A new equalisation benchmark
Since introducing the GST in 2000, the Commonwealth has distributed the revenue among the states. Because they have different service delivery needs and abilities to raise revenue, a different amount of GST per person is allocated to each state. It seeks to put all Australians on a level playing field in terms of their potential to access services and infrastructure. This is referred to as fiscal equalisation.
The per person GST share is expressed as a ‘GST relativity’. If all states had the same fiscal capacity, each would have a GST relativity of 1 and receive the same GST per person. Because their needs are different, fiscally stronger states have a GST relativity below 1 (and receive less than the average GST per person), and fiscally weaker states have a GST relativity above 1 (and receive more than the average GST per person).
Prior to the new approach, equalisation gave each state the fiscal capacity of the fiscally strongest state to provide services.
The new equalisation arrangements ensure that each state’s GST relativity is at least as high as the relativity of the fiscally stronger of New South Wales or Victoria (referred to as the ‘standard state’). This means no state will receive less GST per person than the standard state.
Should any state be fiscally stronger than the standard state, its GST relativity will be increased to the relativity of the standard state. Given the GST is distributed from a fixed funding pool, other states’ relativities will fall to accommodate this increase.
In practice, a state that has its relativity lifted to that of the standard state will end up with a higher fiscal capacity. The other states will have a fiscal capacity lower than the strongest state, but similar to the standard state.
A GST relativity floor
The GST floor sets a relativity below which a state’s GST share cannot fall. It creates a minimum per person GST share that each state receives, irrespective of its fiscal circumstances.
In 2022-23 and 2023-24, the floor will be 0.70. From 2024-25, the floor will increase to 0.75. If the floor is activated, it will be financed from the GST pool with Commonwealth top-ups.
While the floor will be a permanent feature of the new arrangements, it is very unlikely to be needed once the new equalisation benchmark has been fully implemented. The new benchmark is expected to provide each state with a minimum GST per person that is more than that provided by the floor.
GST pool top-up
The Commonwealth has topped-up the GST pool. In 2021-22, it provided a top-up of $600 million. This top-up will continue in each following year, with indexing, to 2024‑25. In that year, it will be supplemented with a further $250 million with indexing of the total amount continuing in subsequent years. The indexation rate will be based upon positive GST pool growth and anchored to the faster growing of the two previous years. If GST pool growth is negative, the pool will not change.
The transition to the new equalisation arrangements commenced in 2021-22 and will conclude in 2026-27.

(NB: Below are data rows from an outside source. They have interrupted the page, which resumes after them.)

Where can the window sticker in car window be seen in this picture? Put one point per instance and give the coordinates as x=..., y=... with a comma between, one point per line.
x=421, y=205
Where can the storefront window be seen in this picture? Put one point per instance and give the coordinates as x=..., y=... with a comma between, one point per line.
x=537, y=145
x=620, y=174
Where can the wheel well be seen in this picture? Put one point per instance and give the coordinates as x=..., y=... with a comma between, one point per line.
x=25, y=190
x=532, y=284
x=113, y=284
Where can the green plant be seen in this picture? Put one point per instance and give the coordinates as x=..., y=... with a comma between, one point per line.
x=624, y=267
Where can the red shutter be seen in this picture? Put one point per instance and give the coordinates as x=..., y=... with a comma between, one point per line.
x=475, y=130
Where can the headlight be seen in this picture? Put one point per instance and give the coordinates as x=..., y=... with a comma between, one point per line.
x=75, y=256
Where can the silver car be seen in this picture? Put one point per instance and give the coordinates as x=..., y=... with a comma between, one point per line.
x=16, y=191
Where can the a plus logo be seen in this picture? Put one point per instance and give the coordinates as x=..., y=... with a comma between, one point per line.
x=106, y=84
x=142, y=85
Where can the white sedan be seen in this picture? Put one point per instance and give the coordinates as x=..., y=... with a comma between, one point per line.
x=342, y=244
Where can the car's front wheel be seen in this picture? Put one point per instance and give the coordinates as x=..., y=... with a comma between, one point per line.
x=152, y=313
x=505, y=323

During the 6 year transition, GST relativities are a blend of the old and new arrangements. For 2021-22, each state’s GST relativity was based on 5/6 of its GST relativity under the old arrangements and 1/6 of its relativity under the new arrangements. For 2022-23, the split will be 4/6 and 2/6, and so on. By 2026-27, GST distribution will fully reflect the new equalisation benchmark.
A ‘no worse off’ guarantee operates during the transitional period. This ensures that, over the transitional period, no state will receive a lower cumulative amount of GST than it would have received under the previous arrangements. No worse-off payments are funded by the Commonwealth Government outside of the GST pool. The ‘no-worse off ‘guarantee is scheduled to expire after the transition ends in 2026‑27.
Table 1 Summary of the transition by year1
1 2027-28 is the first year following the completion of the transition period.
2 The Commonwealth is directly funding the cost of the floor in 2021-22. After this, the floor will be funded from within the GST pool.
Source: Treasury Laws Amendment (Making Sure Every State and Territory Gets Their Fair Share of GST) Act 2018.
Productivity Commission Review
Under the legislation, by the end of 2026 the Productivity Commission will inquire into whether the changes to the fiscal equalisation arrangements are operating efficiently, effectively, and as intended. The inquiry will also examine the fiscal implications of the new arrangements for states.